Test failures should be diagnosable
When an assertion fails, it should ideally show:
- The expected value
- The actual value
- The current scenario
- The key inputs
When needed, also provide:
- Request and response snapshots
- Database state summaries
- Page screenshots
- Traces or logs
Anti-Patterns
Common bad smells:
- Writing tests only for coverage numbers
- Testing private implementation details
- Using lots of fixed sleep or wait calls
- Tests depending on one another
- Sharing dirty data or shared account state
- Too many actions and intentions inside a single test
- Assertions that only check “exists” or “does not throw”

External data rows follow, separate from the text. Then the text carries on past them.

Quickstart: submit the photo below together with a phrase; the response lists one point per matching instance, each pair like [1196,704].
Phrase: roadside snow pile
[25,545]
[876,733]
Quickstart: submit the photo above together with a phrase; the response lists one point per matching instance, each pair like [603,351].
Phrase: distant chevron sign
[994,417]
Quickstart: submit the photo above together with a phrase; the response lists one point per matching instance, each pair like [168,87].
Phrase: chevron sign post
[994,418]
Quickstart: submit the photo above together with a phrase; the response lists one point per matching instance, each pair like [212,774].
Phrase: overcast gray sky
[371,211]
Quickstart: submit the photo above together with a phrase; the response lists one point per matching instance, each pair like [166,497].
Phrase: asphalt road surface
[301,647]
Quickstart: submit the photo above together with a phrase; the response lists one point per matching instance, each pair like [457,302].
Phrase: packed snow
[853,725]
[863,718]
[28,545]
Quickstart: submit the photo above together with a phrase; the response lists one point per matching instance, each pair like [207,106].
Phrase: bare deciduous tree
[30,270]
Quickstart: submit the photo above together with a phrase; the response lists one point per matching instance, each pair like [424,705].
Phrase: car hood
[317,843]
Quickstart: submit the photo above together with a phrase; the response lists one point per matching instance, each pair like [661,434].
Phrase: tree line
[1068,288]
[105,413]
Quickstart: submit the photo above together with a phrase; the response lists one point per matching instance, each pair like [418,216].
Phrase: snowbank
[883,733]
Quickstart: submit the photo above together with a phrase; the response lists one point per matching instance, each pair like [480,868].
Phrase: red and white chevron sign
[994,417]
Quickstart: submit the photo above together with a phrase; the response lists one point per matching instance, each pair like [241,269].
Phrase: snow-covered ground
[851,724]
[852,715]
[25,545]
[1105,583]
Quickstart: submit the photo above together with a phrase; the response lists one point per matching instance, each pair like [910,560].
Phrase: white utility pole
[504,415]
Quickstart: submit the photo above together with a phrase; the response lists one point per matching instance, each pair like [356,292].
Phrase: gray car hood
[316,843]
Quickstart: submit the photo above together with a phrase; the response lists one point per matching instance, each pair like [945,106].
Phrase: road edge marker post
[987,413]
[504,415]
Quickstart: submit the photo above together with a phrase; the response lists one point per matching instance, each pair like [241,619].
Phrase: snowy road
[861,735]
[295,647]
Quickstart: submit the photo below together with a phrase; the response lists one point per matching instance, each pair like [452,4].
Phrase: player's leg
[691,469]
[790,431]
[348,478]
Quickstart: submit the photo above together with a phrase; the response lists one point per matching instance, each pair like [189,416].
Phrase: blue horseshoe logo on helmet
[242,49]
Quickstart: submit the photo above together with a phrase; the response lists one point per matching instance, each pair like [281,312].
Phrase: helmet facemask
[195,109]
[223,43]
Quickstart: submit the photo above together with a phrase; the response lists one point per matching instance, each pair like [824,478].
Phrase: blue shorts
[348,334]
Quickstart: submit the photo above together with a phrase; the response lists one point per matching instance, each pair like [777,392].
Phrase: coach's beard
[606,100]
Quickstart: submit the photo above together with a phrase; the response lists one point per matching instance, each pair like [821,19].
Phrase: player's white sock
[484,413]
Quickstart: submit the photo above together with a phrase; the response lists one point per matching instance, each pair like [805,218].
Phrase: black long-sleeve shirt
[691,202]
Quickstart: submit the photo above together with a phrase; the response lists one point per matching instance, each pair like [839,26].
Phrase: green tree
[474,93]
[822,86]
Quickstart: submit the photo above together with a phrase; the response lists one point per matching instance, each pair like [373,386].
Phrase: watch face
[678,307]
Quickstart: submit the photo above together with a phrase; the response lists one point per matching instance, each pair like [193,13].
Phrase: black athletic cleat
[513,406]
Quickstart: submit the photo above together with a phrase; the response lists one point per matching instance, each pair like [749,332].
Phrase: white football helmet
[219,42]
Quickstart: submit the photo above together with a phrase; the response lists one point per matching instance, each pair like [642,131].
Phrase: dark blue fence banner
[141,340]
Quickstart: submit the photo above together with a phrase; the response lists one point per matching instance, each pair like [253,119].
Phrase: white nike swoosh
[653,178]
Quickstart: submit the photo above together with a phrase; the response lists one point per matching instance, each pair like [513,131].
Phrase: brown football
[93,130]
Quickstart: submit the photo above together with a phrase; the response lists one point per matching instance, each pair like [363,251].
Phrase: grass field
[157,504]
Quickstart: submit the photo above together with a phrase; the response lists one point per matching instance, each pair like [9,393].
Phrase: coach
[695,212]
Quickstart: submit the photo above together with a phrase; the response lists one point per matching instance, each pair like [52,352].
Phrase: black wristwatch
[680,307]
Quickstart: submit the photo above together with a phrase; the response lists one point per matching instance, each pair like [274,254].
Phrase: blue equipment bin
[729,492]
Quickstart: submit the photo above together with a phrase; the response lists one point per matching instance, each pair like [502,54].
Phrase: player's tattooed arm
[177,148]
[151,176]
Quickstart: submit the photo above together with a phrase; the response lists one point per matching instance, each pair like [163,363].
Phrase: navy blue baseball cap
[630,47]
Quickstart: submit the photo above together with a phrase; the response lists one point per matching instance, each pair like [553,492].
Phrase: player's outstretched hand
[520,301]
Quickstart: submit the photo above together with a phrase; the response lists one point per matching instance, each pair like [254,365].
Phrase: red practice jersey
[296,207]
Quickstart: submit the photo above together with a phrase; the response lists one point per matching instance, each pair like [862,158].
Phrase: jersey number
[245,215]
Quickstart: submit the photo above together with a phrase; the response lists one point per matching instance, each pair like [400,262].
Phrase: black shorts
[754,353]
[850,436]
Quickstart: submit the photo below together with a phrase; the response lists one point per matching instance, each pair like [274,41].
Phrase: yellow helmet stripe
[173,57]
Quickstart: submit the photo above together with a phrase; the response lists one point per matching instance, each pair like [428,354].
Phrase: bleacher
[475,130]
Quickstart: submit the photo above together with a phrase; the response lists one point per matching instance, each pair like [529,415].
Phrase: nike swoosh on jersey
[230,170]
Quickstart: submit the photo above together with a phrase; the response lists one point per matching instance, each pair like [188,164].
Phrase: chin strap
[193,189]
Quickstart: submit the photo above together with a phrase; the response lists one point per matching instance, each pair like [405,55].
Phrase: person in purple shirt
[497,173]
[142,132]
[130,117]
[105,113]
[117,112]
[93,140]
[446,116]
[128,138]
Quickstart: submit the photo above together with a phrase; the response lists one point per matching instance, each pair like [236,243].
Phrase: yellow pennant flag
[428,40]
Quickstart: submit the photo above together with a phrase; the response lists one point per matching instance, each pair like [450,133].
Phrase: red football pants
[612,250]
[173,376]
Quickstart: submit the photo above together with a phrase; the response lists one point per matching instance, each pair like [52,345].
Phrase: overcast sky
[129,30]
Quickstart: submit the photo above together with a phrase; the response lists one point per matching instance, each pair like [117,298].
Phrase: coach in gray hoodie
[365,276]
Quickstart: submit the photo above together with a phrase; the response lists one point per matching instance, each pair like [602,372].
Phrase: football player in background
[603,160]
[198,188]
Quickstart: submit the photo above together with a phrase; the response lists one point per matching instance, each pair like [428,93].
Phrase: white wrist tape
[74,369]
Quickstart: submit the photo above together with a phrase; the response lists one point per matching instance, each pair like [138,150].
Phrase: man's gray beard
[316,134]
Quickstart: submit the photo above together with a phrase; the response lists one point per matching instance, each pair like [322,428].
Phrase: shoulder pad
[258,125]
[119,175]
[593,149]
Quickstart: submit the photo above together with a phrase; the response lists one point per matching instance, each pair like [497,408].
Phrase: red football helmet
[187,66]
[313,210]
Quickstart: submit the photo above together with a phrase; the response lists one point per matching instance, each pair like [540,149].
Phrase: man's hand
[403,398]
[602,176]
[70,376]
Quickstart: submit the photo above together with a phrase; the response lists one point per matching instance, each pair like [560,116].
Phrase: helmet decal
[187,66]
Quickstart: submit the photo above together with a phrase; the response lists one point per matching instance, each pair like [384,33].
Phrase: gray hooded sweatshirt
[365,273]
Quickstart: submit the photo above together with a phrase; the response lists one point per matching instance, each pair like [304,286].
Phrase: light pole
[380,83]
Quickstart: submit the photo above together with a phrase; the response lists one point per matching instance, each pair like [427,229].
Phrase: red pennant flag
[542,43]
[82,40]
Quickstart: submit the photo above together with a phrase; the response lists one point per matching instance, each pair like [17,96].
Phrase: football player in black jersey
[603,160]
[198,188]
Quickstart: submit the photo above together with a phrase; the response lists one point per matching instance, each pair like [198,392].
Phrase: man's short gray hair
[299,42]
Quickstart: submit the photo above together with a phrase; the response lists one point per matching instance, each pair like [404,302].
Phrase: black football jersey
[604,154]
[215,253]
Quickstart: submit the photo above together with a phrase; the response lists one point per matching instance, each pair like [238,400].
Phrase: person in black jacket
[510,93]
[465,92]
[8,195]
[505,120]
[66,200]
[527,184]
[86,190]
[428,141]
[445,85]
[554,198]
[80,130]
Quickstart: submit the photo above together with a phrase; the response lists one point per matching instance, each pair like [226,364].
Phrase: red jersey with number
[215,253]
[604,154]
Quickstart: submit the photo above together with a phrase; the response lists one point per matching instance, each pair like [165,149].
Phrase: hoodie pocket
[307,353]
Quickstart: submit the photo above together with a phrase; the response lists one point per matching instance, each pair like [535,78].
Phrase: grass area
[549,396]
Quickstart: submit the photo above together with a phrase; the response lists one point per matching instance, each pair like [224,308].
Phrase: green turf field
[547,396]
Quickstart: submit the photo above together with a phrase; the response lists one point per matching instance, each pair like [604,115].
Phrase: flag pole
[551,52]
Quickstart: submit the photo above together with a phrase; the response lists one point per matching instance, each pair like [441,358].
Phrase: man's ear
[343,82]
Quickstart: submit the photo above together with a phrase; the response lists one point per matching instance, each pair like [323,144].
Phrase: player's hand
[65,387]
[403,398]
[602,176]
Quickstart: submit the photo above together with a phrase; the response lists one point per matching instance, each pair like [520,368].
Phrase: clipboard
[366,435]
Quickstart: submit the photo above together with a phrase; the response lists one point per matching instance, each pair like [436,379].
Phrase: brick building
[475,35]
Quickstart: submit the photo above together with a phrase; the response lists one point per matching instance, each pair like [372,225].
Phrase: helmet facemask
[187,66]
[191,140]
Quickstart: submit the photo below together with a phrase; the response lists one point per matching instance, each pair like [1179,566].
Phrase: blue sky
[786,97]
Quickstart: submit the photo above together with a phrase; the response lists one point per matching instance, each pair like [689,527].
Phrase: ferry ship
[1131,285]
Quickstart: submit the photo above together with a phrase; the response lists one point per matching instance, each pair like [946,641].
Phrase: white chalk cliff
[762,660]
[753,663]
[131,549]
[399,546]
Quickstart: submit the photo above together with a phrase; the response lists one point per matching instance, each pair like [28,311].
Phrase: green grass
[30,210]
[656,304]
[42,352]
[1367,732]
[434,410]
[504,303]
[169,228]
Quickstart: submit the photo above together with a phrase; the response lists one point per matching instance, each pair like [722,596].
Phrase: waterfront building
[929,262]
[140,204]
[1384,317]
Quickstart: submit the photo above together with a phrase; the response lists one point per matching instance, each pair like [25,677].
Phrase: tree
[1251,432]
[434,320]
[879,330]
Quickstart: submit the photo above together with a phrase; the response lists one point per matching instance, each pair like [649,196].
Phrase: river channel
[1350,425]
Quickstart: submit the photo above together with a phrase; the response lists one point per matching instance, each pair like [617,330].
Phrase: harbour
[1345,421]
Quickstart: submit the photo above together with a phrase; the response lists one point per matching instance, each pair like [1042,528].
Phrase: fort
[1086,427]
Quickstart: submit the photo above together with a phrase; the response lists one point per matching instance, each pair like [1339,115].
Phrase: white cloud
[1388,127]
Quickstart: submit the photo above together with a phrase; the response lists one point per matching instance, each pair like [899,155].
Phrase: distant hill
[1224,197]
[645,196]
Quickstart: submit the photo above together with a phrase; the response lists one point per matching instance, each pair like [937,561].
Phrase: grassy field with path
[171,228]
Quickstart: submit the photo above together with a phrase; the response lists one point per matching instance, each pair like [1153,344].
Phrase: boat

- Too many E2E tests and too few unit or integration tests
- Mocking everything until the test no longer reflects the real system
- Over-abstracted helpers that hide test intent
- Vague names such as
should work
- Fixing a bug without adding a regression test
- Rerunning flaky tests instead of finding the root cause
Recommended Working Templates
Template 1: Writing tests for a new feature
- List the core use cases
- Choose the test layer
- Write the main success path first
- Add high-risk boundary cases
- Add exception paths
- Run locally multiple times to check stability
- Before merging, verify that failure messages are clear
Template 2: Writing regression tests for a bug fix
- Reproduce the bug first
- Write a failing test first
- Fix the code
- Confirm the test turns green
- Add nearby boundary cases to prevent the same class of issue from returning
Template 3: Adding tests to existing code
- Start from the clearest external contract
- Cover the most critical success path first
- Then add the most fragile boundaries
- Avoid diving into private internals at the beginning
- If the code is hard to test, record the design smell and refactor in small steps
Expected Output
When using this skill to produce tests, the default output should include:
-
Test strategy explanation
- Why this test layer was chosen
- Which scenarios are covered
- Which scenarios are intentionally not covered, and why
-
Test code
- Runnable as-is
- Clearly structured
- Clearly named
-
Stability notes
- How flakiness is avoided
- How test data, time, randomness, and network dependencies are controlled
-
Follow-up suggestions
- Whether integration or E2E tests should be added later
- Whether the design could be improved to make the code more testable
Short Checklist
Before submitting, quickly check:
- Which business rule does this test protect?
- Does it test behavior or implementation details?
- Can it run independently?
- Does it rely on fixed sleep?
- Does it rely on shared state?
- If it fails, can the cause be located quickly?
- Is it worth maintaining long term?
If you cannot answer two or more of these clearly, do not submit it yet.
One-Sentence Principle
Write tests that provide real confidence. Prefer user behavior and system contracts, cover the highest-risk scenarios with the smallest sufficient test layer, and reject brittle, vague, and flaky tests.